The channel clicked off. I sat alone in the cargo office, surrounded by contingency plans and cold coffee and the quiet, grinding awareness that I was about to let a woman shoot the most important man in the fleet because the alternative was worse.

Coward.

The word echoed in a skull that wasn't mine, spoken in a voice I was trying to forget.

Maybe. But a coward who's prepared is worth more than a hero who's exposed.

I closed the data pad. Filed it in the encrypted partition. And started writing a secondary contingency — the one I hadn't put on paper yet, the one that lived only in my head:

What happens if Adama doesn't survive?

The answer was too large for a data pad. Too large for a cargo office. Too large for a man sitting alone at 0500 in a ship full of sleeping people who didn't know the countdown had started.

I poured the cold coffee out and made fresh. The machine gurgled — the same sound it had made since Day Zero, when Dr. Yusuf's medical bay had smelled like copper and chemical fire suppressant, and the system had flickered blue text through the static of a dying body.
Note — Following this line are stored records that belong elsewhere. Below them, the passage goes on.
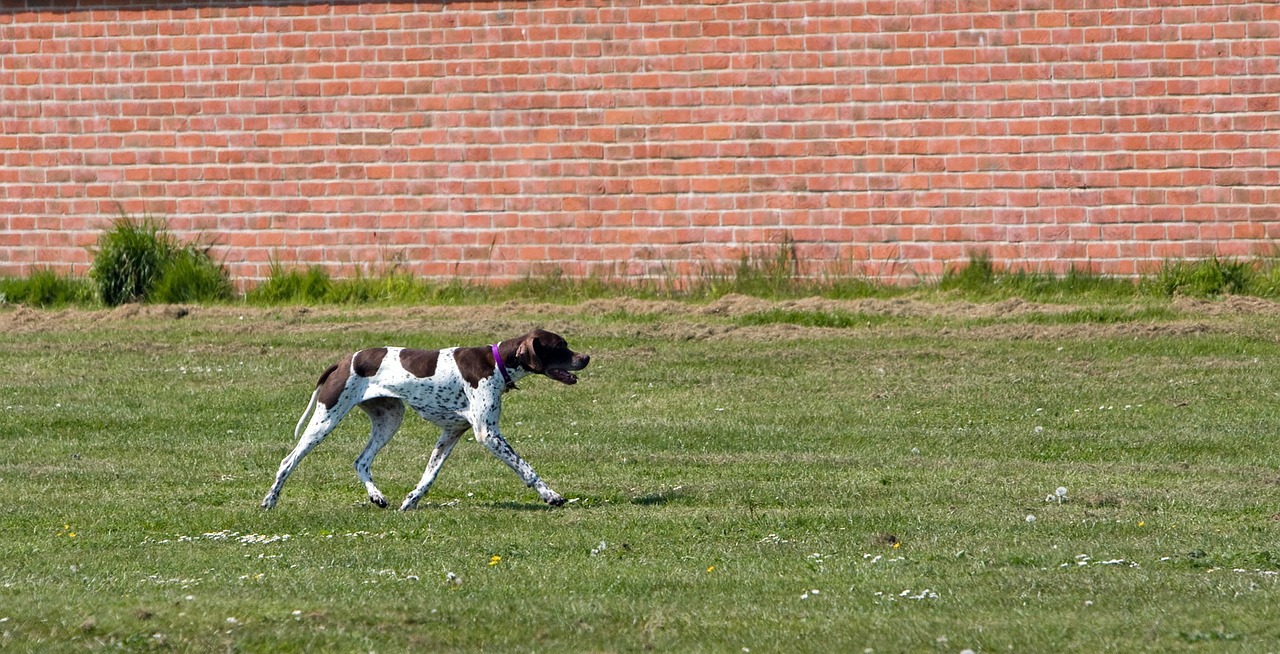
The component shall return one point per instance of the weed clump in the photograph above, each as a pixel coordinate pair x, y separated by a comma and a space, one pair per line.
141, 261
45, 288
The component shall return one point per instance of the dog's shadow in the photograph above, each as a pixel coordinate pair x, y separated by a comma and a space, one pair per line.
522, 506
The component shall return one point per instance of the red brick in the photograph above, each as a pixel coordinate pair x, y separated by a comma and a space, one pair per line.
1153, 138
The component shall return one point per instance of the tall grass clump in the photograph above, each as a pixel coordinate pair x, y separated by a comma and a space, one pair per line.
982, 280
141, 261
45, 288
1203, 278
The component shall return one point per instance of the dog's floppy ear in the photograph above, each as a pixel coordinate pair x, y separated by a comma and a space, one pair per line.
528, 356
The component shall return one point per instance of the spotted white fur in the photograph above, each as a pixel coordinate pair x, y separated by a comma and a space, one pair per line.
455, 397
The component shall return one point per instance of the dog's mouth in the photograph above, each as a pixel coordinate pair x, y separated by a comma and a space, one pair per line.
562, 375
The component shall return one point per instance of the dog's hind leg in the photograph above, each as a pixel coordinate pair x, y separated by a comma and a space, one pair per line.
321, 424
443, 447
384, 417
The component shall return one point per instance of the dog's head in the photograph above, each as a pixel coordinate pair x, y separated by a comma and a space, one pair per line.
547, 353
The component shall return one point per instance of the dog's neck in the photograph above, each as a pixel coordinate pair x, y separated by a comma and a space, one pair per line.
510, 376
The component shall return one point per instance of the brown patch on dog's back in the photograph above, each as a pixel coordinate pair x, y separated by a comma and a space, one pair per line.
420, 362
333, 382
475, 364
368, 361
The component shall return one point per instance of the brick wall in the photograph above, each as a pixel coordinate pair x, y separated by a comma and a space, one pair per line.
493, 140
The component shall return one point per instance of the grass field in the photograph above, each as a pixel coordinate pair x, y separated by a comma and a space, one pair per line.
745, 475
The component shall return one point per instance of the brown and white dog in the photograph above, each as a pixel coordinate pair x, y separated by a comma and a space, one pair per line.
456, 389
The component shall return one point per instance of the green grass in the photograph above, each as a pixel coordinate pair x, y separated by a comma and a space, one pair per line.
730, 469
45, 288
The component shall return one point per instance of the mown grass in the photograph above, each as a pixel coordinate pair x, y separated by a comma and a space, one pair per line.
890, 466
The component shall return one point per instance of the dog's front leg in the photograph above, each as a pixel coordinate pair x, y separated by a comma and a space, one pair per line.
488, 434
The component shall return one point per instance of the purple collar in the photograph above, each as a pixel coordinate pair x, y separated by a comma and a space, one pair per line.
502, 367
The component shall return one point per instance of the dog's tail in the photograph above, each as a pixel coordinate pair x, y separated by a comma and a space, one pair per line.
306, 412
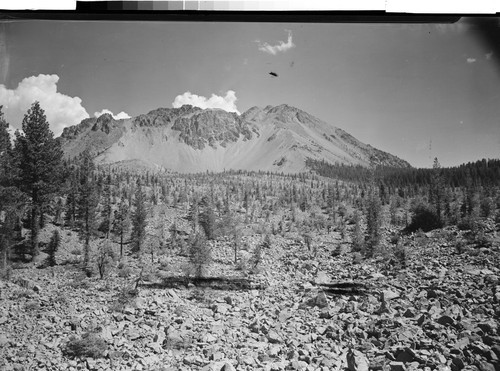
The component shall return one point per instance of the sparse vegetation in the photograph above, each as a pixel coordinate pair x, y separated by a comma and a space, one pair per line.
224, 228
88, 345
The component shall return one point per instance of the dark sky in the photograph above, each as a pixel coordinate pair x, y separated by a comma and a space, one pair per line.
416, 91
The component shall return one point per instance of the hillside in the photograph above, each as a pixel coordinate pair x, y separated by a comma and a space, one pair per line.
189, 139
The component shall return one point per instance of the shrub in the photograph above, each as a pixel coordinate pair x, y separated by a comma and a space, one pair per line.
256, 258
401, 254
200, 254
90, 345
124, 272
126, 297
424, 218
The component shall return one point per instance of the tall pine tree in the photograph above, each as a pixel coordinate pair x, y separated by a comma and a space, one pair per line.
12, 201
121, 222
87, 203
39, 156
139, 219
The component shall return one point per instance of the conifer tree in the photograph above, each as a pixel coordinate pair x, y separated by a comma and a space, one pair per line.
207, 217
72, 198
121, 222
12, 201
106, 211
39, 156
87, 203
54, 243
373, 222
139, 219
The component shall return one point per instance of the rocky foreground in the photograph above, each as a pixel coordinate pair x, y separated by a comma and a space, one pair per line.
331, 311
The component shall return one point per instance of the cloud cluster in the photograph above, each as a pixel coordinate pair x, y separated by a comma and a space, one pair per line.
61, 110
121, 115
280, 47
227, 103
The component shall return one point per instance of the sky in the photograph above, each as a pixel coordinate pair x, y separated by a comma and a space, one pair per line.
417, 91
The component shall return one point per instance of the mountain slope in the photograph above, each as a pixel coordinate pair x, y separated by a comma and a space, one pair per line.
189, 139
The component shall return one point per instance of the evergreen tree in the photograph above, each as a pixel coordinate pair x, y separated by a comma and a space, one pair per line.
39, 156
139, 219
200, 254
53, 246
72, 198
436, 190
207, 217
106, 212
87, 204
121, 222
373, 223
357, 235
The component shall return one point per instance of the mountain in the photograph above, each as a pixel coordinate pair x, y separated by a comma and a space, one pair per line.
190, 139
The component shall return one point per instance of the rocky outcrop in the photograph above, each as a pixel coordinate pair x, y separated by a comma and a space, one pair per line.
190, 139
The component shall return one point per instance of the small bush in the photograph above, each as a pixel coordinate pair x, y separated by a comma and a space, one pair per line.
124, 271
6, 274
401, 254
424, 218
32, 305
256, 258
76, 251
460, 247
21, 293
357, 258
90, 345
126, 297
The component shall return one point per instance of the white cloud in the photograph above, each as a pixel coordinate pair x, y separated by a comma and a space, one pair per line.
61, 110
227, 103
121, 115
280, 47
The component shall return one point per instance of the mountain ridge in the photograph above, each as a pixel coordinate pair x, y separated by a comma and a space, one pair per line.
190, 139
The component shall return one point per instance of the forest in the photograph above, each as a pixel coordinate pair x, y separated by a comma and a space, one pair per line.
133, 227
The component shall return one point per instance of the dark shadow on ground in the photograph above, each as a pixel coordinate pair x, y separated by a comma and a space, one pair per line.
216, 283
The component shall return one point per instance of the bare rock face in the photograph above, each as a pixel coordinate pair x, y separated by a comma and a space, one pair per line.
211, 127
191, 139
356, 361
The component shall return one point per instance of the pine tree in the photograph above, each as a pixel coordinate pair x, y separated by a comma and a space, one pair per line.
207, 217
72, 198
139, 219
436, 190
87, 204
12, 201
106, 212
39, 156
200, 254
121, 222
373, 223
54, 243
357, 235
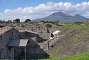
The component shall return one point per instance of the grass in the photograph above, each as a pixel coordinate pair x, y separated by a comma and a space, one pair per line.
81, 56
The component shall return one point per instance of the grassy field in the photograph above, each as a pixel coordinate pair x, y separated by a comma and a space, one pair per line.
81, 56
84, 28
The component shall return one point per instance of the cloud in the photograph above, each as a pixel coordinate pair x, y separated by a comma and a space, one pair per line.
50, 7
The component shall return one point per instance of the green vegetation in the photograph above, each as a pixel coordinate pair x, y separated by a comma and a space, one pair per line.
82, 56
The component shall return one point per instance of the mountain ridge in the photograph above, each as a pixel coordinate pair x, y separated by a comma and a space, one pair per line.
63, 17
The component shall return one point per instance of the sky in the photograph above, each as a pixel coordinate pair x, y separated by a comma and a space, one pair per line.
33, 9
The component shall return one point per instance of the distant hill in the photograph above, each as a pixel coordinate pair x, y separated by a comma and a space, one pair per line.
63, 17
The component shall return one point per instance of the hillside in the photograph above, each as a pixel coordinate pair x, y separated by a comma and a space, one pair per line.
63, 17
75, 41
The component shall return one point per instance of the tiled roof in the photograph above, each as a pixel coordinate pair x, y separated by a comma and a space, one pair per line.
18, 43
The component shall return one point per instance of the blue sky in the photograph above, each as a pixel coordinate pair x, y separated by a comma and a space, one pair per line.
11, 9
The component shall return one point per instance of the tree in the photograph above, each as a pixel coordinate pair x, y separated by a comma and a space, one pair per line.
28, 20
48, 26
17, 20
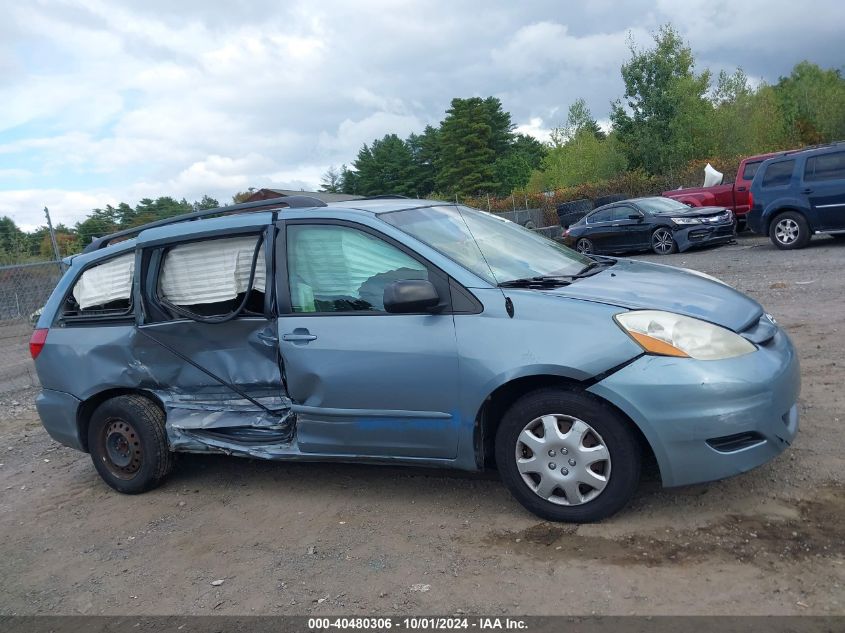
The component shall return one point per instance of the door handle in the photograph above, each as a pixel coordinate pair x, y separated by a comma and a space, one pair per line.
268, 338
298, 336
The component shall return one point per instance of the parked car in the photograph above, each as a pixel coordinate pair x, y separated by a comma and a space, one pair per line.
800, 195
407, 332
733, 196
660, 224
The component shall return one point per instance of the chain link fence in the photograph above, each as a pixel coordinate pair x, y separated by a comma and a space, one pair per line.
24, 288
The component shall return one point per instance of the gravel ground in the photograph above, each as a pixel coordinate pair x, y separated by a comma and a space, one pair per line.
362, 540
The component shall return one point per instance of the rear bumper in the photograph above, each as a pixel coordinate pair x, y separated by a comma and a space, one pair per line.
707, 420
58, 415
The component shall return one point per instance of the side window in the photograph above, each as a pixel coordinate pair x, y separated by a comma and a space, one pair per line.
341, 269
778, 174
622, 213
825, 167
214, 277
750, 170
103, 290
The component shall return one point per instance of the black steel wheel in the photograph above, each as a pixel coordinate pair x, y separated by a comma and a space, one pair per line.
128, 444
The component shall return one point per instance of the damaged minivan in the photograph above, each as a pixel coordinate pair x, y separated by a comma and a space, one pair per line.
413, 332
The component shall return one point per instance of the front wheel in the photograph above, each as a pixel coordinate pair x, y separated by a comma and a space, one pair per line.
567, 456
662, 242
789, 231
128, 444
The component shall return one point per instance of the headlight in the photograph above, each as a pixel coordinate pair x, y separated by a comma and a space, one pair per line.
669, 334
686, 220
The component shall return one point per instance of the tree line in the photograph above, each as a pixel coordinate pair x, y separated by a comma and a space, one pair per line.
669, 122
669, 116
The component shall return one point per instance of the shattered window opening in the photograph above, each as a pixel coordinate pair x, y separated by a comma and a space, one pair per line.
103, 290
214, 280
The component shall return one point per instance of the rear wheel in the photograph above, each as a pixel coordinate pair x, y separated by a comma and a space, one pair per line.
128, 444
583, 245
662, 241
567, 456
789, 231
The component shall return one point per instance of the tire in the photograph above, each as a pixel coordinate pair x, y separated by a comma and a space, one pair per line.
585, 246
594, 425
609, 199
128, 444
662, 242
789, 231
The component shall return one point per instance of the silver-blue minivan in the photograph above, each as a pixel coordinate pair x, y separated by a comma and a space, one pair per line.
408, 331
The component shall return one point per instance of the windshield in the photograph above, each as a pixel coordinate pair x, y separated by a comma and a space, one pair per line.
660, 205
492, 248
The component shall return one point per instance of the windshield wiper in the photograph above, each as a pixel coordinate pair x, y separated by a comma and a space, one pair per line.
596, 267
545, 281
550, 281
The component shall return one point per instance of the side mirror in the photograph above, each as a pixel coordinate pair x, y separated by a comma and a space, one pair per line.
410, 295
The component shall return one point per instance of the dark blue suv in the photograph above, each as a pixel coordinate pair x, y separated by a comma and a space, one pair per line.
796, 195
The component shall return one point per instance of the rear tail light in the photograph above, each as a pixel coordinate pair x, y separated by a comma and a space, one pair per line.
36, 342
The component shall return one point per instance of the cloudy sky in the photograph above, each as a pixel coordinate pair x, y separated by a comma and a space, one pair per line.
107, 101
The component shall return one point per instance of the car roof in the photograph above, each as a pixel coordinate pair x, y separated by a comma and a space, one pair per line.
246, 220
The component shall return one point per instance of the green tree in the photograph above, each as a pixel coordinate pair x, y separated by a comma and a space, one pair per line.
473, 135
349, 181
581, 159
579, 118
813, 103
424, 150
665, 119
14, 243
513, 170
384, 167
331, 180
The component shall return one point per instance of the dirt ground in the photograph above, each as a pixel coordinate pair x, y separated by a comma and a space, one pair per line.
366, 540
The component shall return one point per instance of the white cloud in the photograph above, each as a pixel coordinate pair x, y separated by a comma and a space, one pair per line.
107, 102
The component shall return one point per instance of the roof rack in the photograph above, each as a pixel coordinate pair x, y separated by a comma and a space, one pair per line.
289, 202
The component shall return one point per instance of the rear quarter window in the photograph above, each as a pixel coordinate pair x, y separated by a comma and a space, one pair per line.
778, 174
825, 167
605, 215
102, 290
750, 170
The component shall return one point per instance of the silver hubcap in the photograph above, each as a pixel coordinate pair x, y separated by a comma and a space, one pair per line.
662, 241
562, 459
786, 231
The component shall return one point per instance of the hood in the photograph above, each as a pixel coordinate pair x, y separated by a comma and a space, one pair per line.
640, 285
691, 212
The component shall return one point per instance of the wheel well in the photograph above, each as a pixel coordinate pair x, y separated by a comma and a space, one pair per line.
498, 402
771, 217
87, 408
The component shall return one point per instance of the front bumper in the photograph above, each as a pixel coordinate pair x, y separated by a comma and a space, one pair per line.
702, 235
746, 408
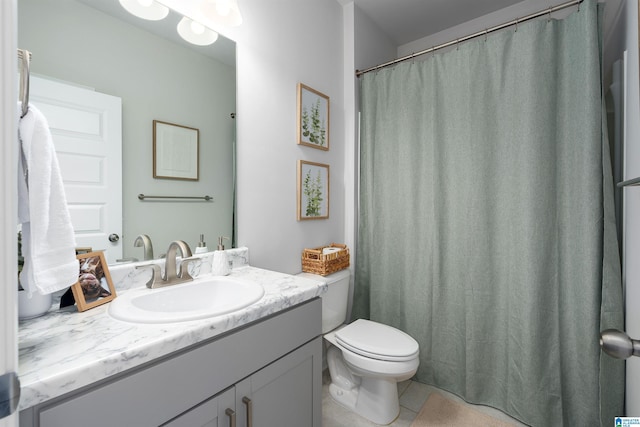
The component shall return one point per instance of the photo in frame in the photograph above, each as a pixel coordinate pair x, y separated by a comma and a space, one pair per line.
176, 151
313, 190
313, 118
94, 286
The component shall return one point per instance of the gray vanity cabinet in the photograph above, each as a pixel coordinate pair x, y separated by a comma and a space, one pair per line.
218, 411
268, 373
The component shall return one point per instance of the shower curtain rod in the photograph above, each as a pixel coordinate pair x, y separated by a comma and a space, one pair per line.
515, 22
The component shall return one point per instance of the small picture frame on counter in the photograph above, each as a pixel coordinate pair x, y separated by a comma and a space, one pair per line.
94, 286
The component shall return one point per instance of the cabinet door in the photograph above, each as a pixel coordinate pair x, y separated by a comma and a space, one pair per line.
288, 392
219, 411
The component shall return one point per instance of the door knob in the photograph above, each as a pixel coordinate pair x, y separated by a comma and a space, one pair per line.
618, 344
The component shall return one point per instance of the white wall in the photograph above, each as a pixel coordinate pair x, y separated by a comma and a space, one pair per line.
157, 80
631, 201
8, 190
281, 43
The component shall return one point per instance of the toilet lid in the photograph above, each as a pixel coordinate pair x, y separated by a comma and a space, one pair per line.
377, 341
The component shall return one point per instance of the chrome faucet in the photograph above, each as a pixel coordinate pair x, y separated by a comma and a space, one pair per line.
172, 276
144, 241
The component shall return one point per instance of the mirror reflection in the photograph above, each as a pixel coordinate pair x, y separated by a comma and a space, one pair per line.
97, 45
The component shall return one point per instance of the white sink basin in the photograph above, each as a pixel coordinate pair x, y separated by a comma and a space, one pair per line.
199, 299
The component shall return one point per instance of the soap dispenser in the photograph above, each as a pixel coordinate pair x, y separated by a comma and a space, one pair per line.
202, 246
220, 265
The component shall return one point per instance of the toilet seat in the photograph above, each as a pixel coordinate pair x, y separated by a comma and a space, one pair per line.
377, 341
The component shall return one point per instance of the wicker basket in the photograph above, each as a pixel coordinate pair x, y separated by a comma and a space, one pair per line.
314, 261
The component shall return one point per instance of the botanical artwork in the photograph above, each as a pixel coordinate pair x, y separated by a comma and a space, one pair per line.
313, 118
313, 190
94, 286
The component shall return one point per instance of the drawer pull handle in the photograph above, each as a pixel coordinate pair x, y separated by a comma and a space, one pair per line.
249, 404
232, 417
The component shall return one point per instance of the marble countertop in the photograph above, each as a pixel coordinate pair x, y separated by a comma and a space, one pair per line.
65, 349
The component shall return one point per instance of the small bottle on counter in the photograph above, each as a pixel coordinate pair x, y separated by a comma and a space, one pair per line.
220, 265
202, 246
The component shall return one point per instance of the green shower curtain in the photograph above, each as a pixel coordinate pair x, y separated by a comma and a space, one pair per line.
485, 228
Survive the next hour. Learn this man's life. Don't say anything impossible.

The words from that first day. Still applicable. Always applicable.

Roslin's office had sent Starbuck to Caprica — that much the fleet wireless confirmed, though the mission details were classified. The Arrow of Apollo. The prophecy. The dying leader chasing scripture across a war zone, because faith and politics had merged into something that looked like destiny and smelled like desperation.

The Kobol operation is next. Then the shooting. Then the split.

Prepare. Watch. Position.

I added one line to my contingencies, coded in shorthand only I could read:

"B-DAY: UNKNOWN. EST. 10-14 DAYS. NON-PREVENTABLE. OUTCOME: CANON FAVORABLE IF UNCHANGED."

Then I hid the pad and went to find breakfast.